Two bodies of masses $m$ and $9\, m$ are placed at a distance $r$. The gravitational potential at a point on the line joining them, where gravitational field is zero, is ( $G$ is universal gravitational constant)

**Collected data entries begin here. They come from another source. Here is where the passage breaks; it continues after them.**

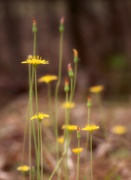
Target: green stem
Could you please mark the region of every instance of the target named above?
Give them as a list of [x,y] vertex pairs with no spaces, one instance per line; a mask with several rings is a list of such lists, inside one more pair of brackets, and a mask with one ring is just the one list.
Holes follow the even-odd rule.
[[[31,123],[29,123],[29,166],[32,165],[32,159],[31,159],[31,150],[32,150],[32,138],[31,138]],[[29,179],[31,180],[31,171],[29,172]]]
[[71,77],[71,86],[70,86],[70,102],[73,100],[73,77]]
[[[88,107],[87,108],[87,125],[89,125],[90,124],[90,118],[91,118],[91,108],[90,107]],[[88,140],[89,140],[89,132],[87,131],[87,134],[86,134],[86,150],[88,149]],[[86,158],[85,158],[85,164],[86,164]],[[86,178],[86,166],[85,166],[85,179],[87,179]]]
[[76,88],[77,69],[78,69],[78,65],[77,65],[77,63],[75,63],[75,67],[74,67],[74,84],[73,84],[73,90],[72,90],[72,99],[74,97],[75,88]]
[[[36,114],[38,114],[38,91],[37,91],[37,67],[34,67],[35,71],[35,98],[36,98]],[[37,179],[40,180],[40,159],[41,159],[41,139],[40,139],[40,123],[37,121],[38,127],[38,151],[37,151]]]
[[[65,98],[65,102],[68,102],[68,92],[66,92],[66,98]],[[68,109],[65,108],[65,125],[69,124],[69,119],[68,119]],[[64,131],[64,139],[68,138],[68,129],[65,129]]]
[[93,165],[92,165],[92,132],[90,133],[90,177],[93,180]]
[[[29,107],[30,107],[30,117],[33,116],[33,86],[34,86],[34,79],[35,77],[35,69],[34,67],[32,68],[31,72],[31,81],[30,81],[30,102],[29,102]],[[35,86],[36,86],[36,80],[35,80]],[[33,134],[33,140],[34,140],[34,146],[35,146],[35,153],[37,157],[37,143],[36,143],[36,132],[35,132],[35,122],[30,121],[31,124],[31,129],[32,129],[32,134]]]
[[23,147],[22,147],[22,165],[24,163],[24,156],[25,156],[25,142],[26,142],[26,133],[27,133],[27,127],[28,127],[28,111],[29,111],[29,103],[28,103],[28,108],[27,108],[27,113],[26,113],[26,122],[24,126],[24,138],[23,138]]
[[52,120],[52,101],[51,101],[51,84],[47,84],[47,93],[48,93],[48,102],[49,102],[49,113],[50,113],[50,119]]
[[36,55],[36,33],[34,33],[33,56]]
[[[68,98],[68,93],[66,93],[66,102],[72,102],[72,90],[73,90],[73,78],[71,78],[71,90],[70,90],[70,97]],[[69,100],[68,100],[69,99]],[[69,119],[70,119],[70,111],[71,109],[67,109],[66,108],[66,116],[65,116],[65,124],[68,125],[69,124]],[[68,131],[65,129],[65,132]]]
[[42,140],[42,124],[40,123],[40,143],[41,143],[41,179],[43,180],[43,151],[42,151],[42,146],[43,146],[43,140]]
[[36,113],[38,114],[38,91],[37,91],[37,68],[35,70],[35,98],[36,98]]
[[[70,139],[71,139],[71,138],[70,138]],[[65,150],[64,150],[64,152],[63,152],[63,154],[62,154],[62,156],[61,156],[61,158],[60,158],[59,161],[57,162],[57,164],[56,164],[56,166],[55,166],[55,169],[53,170],[53,172],[52,172],[52,174],[51,174],[51,176],[49,177],[48,180],[51,180],[51,179],[53,178],[53,176],[55,175],[57,169],[59,168],[60,164],[62,163],[64,157],[66,156],[67,150],[68,150],[68,147],[69,147],[69,144],[70,144],[70,139],[69,139],[69,141],[68,141],[68,144],[67,144],[67,146],[66,146],[66,148],[65,148]]]
[[[66,92],[66,100],[65,102],[68,102],[68,92]],[[69,124],[69,109],[65,109],[65,125],[68,126]],[[68,144],[68,129],[65,129],[64,131],[64,141],[66,144]],[[68,149],[66,150],[66,179],[68,179],[68,163],[67,163],[67,160],[68,160]]]
[[40,155],[41,155],[41,144],[40,144],[40,122],[38,122],[38,151],[37,151],[37,179],[41,179],[40,175]]
[[[63,54],[63,32],[60,32],[60,48],[59,48],[59,70],[58,70],[58,81],[56,84],[55,89],[55,107],[56,107],[56,114],[55,114],[55,136],[56,139],[58,138],[58,91],[59,86],[61,83],[61,74],[62,74],[62,54]],[[56,155],[57,160],[59,159],[59,145],[56,142]]]
[[[32,66],[29,65],[29,118],[33,115],[33,80],[34,80],[34,71],[32,70]],[[29,120],[29,166],[32,166],[32,122]],[[30,180],[32,179],[32,174],[30,171],[29,175]]]
[[[80,138],[78,138],[78,149],[80,148]],[[79,180],[80,173],[80,153],[77,154],[77,180]]]
[[90,107],[88,107],[88,109],[87,109],[87,125],[89,125],[90,124],[90,118],[91,118],[91,108]]
[[61,162],[63,161],[64,156],[65,156],[65,153],[62,155],[62,157],[61,157],[61,158],[59,159],[59,161],[57,162],[57,165],[55,166],[55,169],[54,169],[54,171],[52,172],[52,174],[51,174],[51,176],[49,177],[48,180],[51,180],[51,179],[53,178],[53,176],[54,176],[54,174],[56,173],[58,167],[60,166]]

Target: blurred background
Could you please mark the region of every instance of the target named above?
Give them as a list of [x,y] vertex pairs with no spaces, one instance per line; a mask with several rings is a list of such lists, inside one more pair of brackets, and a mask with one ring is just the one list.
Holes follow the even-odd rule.
[[[101,96],[97,97],[98,94],[92,98],[91,119],[100,125],[100,131],[93,137],[95,175],[99,180],[114,173],[115,180],[130,180],[131,0],[0,0],[0,179],[20,180],[16,178],[16,167],[21,162],[28,103],[28,66],[21,62],[33,53],[32,20],[36,19],[38,27],[37,54],[50,63],[38,67],[39,78],[58,73],[61,17],[65,19],[65,31],[63,79],[59,93],[65,95],[63,86],[67,65],[72,63],[73,66],[75,48],[79,53],[75,97],[82,96],[84,101],[81,103],[77,99],[79,103],[72,113],[72,123],[80,127],[84,125],[88,89],[90,86],[104,85],[105,90],[101,94],[104,103]],[[43,89],[47,90],[46,84],[38,86],[38,90],[42,90],[39,96],[41,108],[43,104],[48,107],[47,92],[43,93]],[[59,103],[62,102],[60,98]],[[59,109],[59,113],[61,130],[64,111]],[[126,133],[115,136],[111,131],[114,125],[124,125]],[[51,142],[53,149],[52,143],[55,141],[51,128],[44,127],[43,132],[46,134],[44,142]],[[103,138],[104,131],[108,133],[107,139]],[[84,136],[82,138],[84,140]],[[48,158],[54,160],[48,153],[44,149],[47,175],[53,169]],[[113,176],[110,176],[111,180]]]
[[105,86],[107,99],[127,99],[131,92],[131,1],[125,0],[1,0],[0,99],[7,101],[28,89],[27,66],[32,54],[32,20],[38,26],[37,54],[50,61],[38,76],[57,74],[59,22],[65,18],[63,77],[79,52],[77,92]]

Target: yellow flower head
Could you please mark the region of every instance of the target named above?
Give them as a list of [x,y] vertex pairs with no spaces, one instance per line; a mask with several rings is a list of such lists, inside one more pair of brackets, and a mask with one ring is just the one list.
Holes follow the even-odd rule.
[[17,167],[17,171],[27,172],[29,170],[30,170],[30,167],[27,165]]
[[59,136],[57,138],[57,142],[60,143],[60,144],[63,144],[64,143],[64,137],[63,136]]
[[62,129],[67,129],[69,131],[75,131],[75,130],[77,130],[77,126],[76,125],[63,125]]
[[100,93],[101,91],[104,90],[104,86],[99,85],[99,86],[92,86],[89,88],[89,91],[92,93]]
[[89,131],[89,132],[93,132],[97,129],[99,129],[99,126],[96,126],[96,125],[87,125],[86,127],[82,128],[82,130]]
[[30,118],[30,120],[38,119],[38,121],[42,121],[44,118],[49,118],[50,116],[48,114],[38,113],[38,115],[34,115]]
[[45,83],[50,83],[51,81],[57,80],[58,77],[55,75],[50,75],[47,74],[45,76],[42,76],[38,79],[38,82],[45,82]]
[[75,154],[80,154],[83,151],[83,148],[74,148],[72,149],[72,152]]
[[119,126],[112,127],[111,131],[114,134],[121,135],[121,134],[125,134],[127,132],[127,128],[125,126],[119,125]]
[[39,64],[49,64],[49,61],[41,59],[39,56],[28,56],[26,61],[22,61],[22,64],[32,64],[34,66],[37,66]]
[[73,102],[65,102],[62,104],[62,107],[65,109],[72,109],[75,107],[75,103]]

• A. $\frac{-14\, Gm }{r}$
• B. $\frac{-16 \, Gm }{r}$
• C. $\frac{-12 \, Gm }{r}$
• D. $\frac{-8 \, Gm }{r}$

Answer 1

Answer: (B)

Mass of first body $\left(m_{1}\right)=m$
Mass of second body $\left(m_{2}\right)=9\, m$
Distance between the bodies $(d)=r$
Now, distance of the point from the body of mass $m$,
where gravitational field is zero is given by
$x=\frac{d}{\sqrt{\frac{m_{2}}{m_{1}}+1}}$
or, $x=\frac{r}{\sqrt{\frac{9 m}{m}}+1}$ or, $x=\frac{r}{4}$
Now, $(r-x)=r-\frac{r}{4}=\frac{3 r}{4}$
$\therefore $ Potential, $v=v_{1}+v_{2}$
$=-\frac{G m_{1}}{x}-\frac{G m_{2}}{(r-x)} $
$=-\frac{G m}{r / 4}-\frac{G(9 m)}{3 r / 4} $
$=-\frac{4 G m}{r}-\frac{12 G m}{r}$
$=-\frac{16 G m}{r}$